You can clearly see in the Specviewperf comparison in the middle of that link that teh FX 4600 which even has its GPU and RAM running about 15% slower then the 8800 GTX ( workstation cards unclock the ram and gpu compared to their gaming counterparts to help with their reliabilty and stability)completely wipes the floor over the 8800 GTX even after the 8800 GTX.
It also shows that while you can softmod (older cards atleast can't find any info on softmodding the newer nvidia cards) a gaming card to the workstation equivilent it may improve performance in some applications such as 3DS, Caita, Solidworks but may have hardly any effect in others such as Maya or USG NX.
This is more so because Maya and USG favour ATI hardware while 3DS favours Nvidia (I softmodded an HD2600XT a while back and Maya performance increase 360%) but you can also see the applications performance did go up in still doesn't approach anywhere near the performance that the actual workstation card gets in the same application and if you read the whole article there are still some features that either don't work or don't work properly after softmodding a card to the workstation equivilent and you also risk the softmod not working or even the card just not working seeing you have to mess with the BIOS.
I don't like that the workstation cards cost so much more but can't deny the performance difference and the soft modding shows that its not a simply matter of them making the card use a different driver and boom performance explosions so increase the cost.
Like has been said reliabilty/stability is a key factor in workstation cards so just think how much a gaming card would cost if they tested it and the driver with say 3DS Max to see it was working proerply then tested it on every version of Windows as well as Mac and Linux and deal with everyone that makes the software so that it gets certified to work with it. Then tested it with every single other producitivty 3D application then when all done moved onto the next gamging card and did the same thing. They find out that this next card has a problem with something in say Maya (might be minor or major) so they address it in the driver and finish testing. Well now they have to go back and test that other card with everything again to make sure the change they made didn't stuff something up for that.

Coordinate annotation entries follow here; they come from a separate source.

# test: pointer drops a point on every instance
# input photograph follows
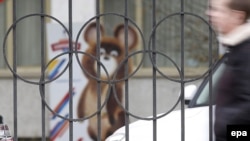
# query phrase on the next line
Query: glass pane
(116, 6)
(28, 34)
(2, 30)
(196, 46)
(169, 33)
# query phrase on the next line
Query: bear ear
(119, 33)
(90, 34)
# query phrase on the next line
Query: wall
(29, 102)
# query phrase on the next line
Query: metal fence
(149, 51)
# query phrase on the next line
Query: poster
(59, 88)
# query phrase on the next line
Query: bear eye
(114, 53)
(102, 51)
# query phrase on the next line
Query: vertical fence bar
(126, 72)
(14, 6)
(71, 134)
(99, 104)
(43, 58)
(210, 82)
(154, 71)
(182, 73)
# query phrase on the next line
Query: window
(168, 33)
(28, 34)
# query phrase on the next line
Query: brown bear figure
(112, 53)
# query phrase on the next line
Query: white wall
(29, 102)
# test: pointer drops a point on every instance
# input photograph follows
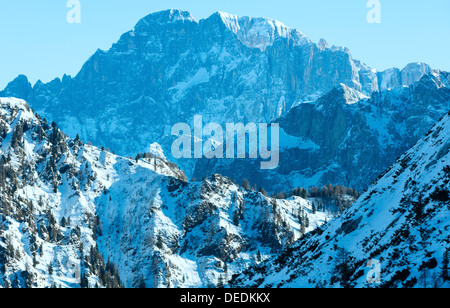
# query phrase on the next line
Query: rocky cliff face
(232, 69)
(75, 215)
(171, 67)
(344, 137)
(395, 235)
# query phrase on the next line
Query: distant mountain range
(76, 212)
(70, 210)
(232, 69)
(396, 235)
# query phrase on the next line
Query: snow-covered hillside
(401, 225)
(72, 213)
(345, 137)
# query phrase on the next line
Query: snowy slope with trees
(75, 215)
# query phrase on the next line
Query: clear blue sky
(37, 41)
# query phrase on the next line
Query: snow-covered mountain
(345, 137)
(71, 212)
(229, 69)
(395, 235)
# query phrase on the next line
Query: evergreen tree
(444, 268)
(142, 284)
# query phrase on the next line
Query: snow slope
(402, 222)
(71, 210)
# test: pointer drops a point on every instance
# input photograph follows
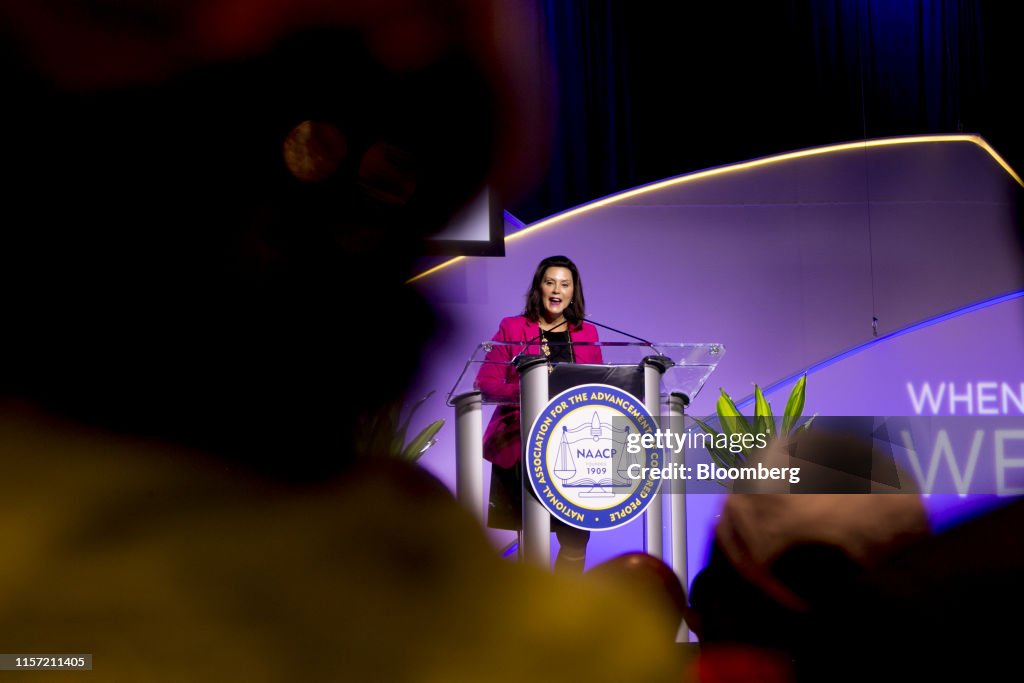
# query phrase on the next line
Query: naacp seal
(577, 458)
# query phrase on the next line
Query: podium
(664, 377)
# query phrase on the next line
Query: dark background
(648, 90)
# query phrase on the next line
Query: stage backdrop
(790, 262)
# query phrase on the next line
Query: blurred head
(182, 239)
(555, 291)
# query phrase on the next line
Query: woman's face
(556, 292)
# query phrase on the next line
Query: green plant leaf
(422, 441)
(794, 407)
(764, 422)
(723, 458)
(399, 432)
(731, 419)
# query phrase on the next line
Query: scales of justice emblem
(592, 457)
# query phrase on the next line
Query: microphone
(538, 337)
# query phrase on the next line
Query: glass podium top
(491, 371)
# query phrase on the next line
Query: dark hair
(576, 311)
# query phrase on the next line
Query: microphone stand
(625, 334)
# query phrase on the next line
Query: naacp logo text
(578, 462)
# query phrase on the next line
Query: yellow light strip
(732, 168)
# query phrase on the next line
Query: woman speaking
(552, 324)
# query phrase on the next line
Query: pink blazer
(500, 381)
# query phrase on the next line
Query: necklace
(547, 350)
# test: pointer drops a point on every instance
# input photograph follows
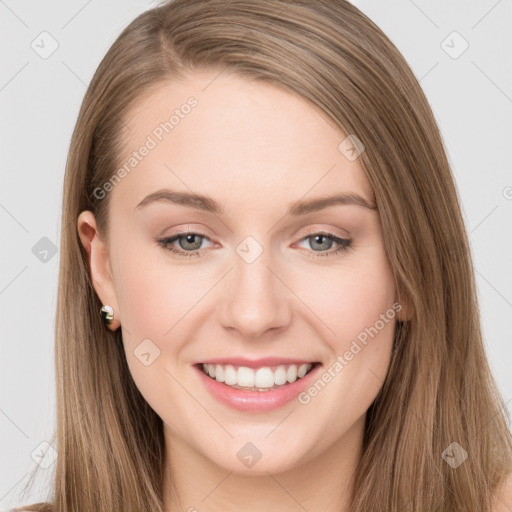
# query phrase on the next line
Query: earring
(107, 314)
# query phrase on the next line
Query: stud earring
(107, 314)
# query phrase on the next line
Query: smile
(261, 379)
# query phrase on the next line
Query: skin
(254, 148)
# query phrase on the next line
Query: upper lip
(256, 363)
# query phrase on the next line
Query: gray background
(40, 97)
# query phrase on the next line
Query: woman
(212, 353)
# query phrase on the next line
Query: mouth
(257, 378)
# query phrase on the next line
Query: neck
(320, 483)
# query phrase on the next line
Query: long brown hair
(439, 389)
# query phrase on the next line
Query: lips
(261, 394)
(255, 363)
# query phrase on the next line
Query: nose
(255, 299)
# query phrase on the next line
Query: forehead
(246, 143)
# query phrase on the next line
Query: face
(252, 281)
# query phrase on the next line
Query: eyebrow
(296, 209)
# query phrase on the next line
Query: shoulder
(503, 498)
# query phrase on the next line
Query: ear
(404, 311)
(99, 264)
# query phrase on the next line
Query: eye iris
(315, 237)
(189, 239)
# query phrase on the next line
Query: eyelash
(344, 244)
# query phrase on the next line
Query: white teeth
(261, 378)
(303, 368)
(219, 373)
(245, 377)
(291, 374)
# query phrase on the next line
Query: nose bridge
(255, 300)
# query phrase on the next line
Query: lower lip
(257, 401)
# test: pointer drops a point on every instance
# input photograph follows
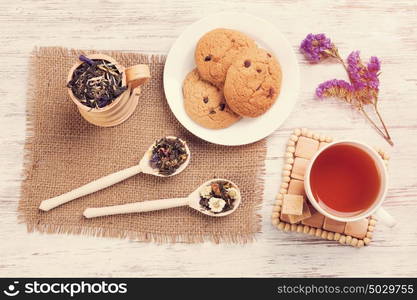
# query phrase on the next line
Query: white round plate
(180, 62)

Gaming cards wouldn't be so cheap would they and this is what they do with the workstation cards. Obivously sometimes there are some things they can't change without effecting something else and end up not being able to guarnatee that every card in the series will work with every application (which you can see looking at certification lists for the softwares where not all the workstation cards even from the same series are listed).
It sux the cards cost so much more then gaming but there are reasons for it. There is definately justification for them costing quite a bit more then gamging cards though I still think they should be a little cheaper then they are.